Integrated sedimentological studies, sequential analysis and clay mineralogy on the lower Eocene rocks
in the Western Desert provided important information on the reconstruction of the depositional basin,
cyclicity, and paleoclimatic conditions. Two formations are recognized; the Esna and Farafra formations,
with a gradational contact in-between. The studied sequence exhibits lateral facies changes as revealed
from field and microfacies investigations. Eight facies were recognized and summarized in a carbonate
ramp model. It represents also a general regressive trend, which records a transition from an outer ramp
into a peritidal zone. The facies stacking patterns constitute several kinds of meter-scale, shallowingupward
cycles.
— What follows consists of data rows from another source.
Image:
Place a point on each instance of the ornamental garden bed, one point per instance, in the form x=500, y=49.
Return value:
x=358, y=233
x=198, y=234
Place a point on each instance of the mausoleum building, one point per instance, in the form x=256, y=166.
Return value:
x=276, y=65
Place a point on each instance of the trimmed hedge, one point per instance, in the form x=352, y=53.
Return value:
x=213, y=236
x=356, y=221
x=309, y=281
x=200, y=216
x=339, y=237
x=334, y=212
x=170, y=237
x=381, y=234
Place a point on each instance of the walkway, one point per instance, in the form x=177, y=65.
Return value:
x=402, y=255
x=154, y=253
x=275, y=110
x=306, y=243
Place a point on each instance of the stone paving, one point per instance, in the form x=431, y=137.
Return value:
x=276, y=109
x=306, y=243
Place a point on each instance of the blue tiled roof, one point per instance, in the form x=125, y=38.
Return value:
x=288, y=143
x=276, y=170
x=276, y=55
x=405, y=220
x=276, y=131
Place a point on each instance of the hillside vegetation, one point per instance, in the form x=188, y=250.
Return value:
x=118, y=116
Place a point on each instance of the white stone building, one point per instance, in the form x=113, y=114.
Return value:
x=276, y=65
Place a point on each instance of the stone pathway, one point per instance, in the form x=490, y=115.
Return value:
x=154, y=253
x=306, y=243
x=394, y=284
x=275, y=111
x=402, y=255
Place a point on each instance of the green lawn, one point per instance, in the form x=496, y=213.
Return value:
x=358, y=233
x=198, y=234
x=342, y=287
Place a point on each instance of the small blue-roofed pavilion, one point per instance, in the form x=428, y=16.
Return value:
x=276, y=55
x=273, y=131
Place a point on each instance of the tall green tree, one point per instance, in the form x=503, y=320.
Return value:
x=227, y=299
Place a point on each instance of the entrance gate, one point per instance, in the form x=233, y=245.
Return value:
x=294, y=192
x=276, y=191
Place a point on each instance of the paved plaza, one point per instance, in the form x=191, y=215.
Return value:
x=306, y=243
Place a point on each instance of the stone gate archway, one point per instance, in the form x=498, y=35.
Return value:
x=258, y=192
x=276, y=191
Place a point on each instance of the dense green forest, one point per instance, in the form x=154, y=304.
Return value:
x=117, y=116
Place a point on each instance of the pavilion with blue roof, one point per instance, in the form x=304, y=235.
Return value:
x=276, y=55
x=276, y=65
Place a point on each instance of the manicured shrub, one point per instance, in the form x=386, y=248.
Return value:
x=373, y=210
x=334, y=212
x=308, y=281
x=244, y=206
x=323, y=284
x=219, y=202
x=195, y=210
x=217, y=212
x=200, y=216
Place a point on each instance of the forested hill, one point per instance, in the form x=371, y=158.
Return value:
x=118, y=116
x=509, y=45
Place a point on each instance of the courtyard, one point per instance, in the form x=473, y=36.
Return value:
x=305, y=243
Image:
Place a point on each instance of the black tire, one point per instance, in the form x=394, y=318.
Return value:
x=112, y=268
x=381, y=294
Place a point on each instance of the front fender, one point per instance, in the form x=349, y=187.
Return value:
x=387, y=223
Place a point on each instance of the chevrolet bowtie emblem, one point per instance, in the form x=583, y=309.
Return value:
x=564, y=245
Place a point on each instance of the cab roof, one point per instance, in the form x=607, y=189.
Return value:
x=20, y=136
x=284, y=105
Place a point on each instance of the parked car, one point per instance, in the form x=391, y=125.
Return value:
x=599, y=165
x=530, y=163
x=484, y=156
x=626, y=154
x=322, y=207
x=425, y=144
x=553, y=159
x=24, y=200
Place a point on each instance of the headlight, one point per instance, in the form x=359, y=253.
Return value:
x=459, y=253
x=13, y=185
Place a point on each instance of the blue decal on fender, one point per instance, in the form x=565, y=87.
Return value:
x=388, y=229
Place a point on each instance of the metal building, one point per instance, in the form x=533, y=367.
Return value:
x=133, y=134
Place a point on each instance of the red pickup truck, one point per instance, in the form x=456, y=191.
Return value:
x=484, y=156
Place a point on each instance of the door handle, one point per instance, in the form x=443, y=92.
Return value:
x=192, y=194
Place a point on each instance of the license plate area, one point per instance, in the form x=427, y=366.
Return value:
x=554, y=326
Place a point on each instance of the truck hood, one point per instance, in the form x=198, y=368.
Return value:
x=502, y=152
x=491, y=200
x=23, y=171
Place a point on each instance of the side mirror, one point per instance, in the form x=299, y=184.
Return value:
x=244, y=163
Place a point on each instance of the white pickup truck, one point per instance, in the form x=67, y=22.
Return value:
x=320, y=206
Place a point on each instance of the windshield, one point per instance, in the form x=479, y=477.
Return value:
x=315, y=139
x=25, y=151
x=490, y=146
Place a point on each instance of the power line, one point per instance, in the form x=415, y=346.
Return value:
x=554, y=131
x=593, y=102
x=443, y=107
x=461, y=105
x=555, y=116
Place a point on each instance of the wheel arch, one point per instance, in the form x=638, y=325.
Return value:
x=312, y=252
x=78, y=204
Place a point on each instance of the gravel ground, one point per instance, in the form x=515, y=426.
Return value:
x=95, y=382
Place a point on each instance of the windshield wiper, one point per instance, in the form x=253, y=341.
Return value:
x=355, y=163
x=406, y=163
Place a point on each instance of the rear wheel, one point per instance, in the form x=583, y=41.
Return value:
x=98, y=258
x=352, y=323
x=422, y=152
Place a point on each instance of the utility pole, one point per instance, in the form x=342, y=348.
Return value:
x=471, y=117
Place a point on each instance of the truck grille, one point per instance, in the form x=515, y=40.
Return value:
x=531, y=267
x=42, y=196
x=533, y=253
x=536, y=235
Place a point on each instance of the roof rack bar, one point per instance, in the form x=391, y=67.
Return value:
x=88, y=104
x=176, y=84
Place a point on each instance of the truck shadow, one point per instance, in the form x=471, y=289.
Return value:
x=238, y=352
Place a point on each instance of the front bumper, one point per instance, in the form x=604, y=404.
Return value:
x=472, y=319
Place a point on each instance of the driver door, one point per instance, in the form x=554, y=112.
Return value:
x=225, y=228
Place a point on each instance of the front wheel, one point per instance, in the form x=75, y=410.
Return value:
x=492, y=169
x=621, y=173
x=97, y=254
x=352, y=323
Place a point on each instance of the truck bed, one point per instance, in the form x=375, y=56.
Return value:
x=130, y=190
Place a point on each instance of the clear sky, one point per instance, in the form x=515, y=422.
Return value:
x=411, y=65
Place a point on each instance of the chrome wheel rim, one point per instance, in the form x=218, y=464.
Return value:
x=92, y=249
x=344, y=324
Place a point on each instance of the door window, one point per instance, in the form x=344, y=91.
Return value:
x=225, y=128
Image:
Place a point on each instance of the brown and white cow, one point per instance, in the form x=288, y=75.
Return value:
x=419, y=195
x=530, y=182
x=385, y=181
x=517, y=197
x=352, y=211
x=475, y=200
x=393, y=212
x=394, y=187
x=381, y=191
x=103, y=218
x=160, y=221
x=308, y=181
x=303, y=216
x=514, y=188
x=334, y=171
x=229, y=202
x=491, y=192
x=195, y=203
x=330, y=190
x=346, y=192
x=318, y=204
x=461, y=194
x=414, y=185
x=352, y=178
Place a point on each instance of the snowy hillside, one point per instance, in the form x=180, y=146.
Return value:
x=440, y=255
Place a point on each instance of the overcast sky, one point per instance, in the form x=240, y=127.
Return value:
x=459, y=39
Two different types of depositional cycles are here defined. The stratigraphic sections
show a hierarchical organization of many cycles defined by five depositional sequences. It is suggested
that composite eustatic sea level oscillations caused by cyclic perturbations of the Earth’s orbit played
a fundamental role in determining the formation of the observed hierarchical cyclic organization. Summing
up, it is believed that the paleotopography had resulted from the impact of the Syrian Arc Folding
System. A confusing additional complication is introduced by syndepositional sedimentary structures,
especially during the late Cretaceous/Eocene times, coupled by several tensional forces. Clay mineralogy
has revealed the presence of smectite, kaolinite and illite. Their origin may be attributed to the gradual
increase in the amount of erosion of the newly elevated crystalline source rocks to the south of Egypt, in
areas of moderate rainfall and rapid weathering and/or to reworking processes of soils which presumably
developed on basement rocks. Changes in source rocks or climatic influence during the early Eocene may
account for the observed differences in clay mineral abundances.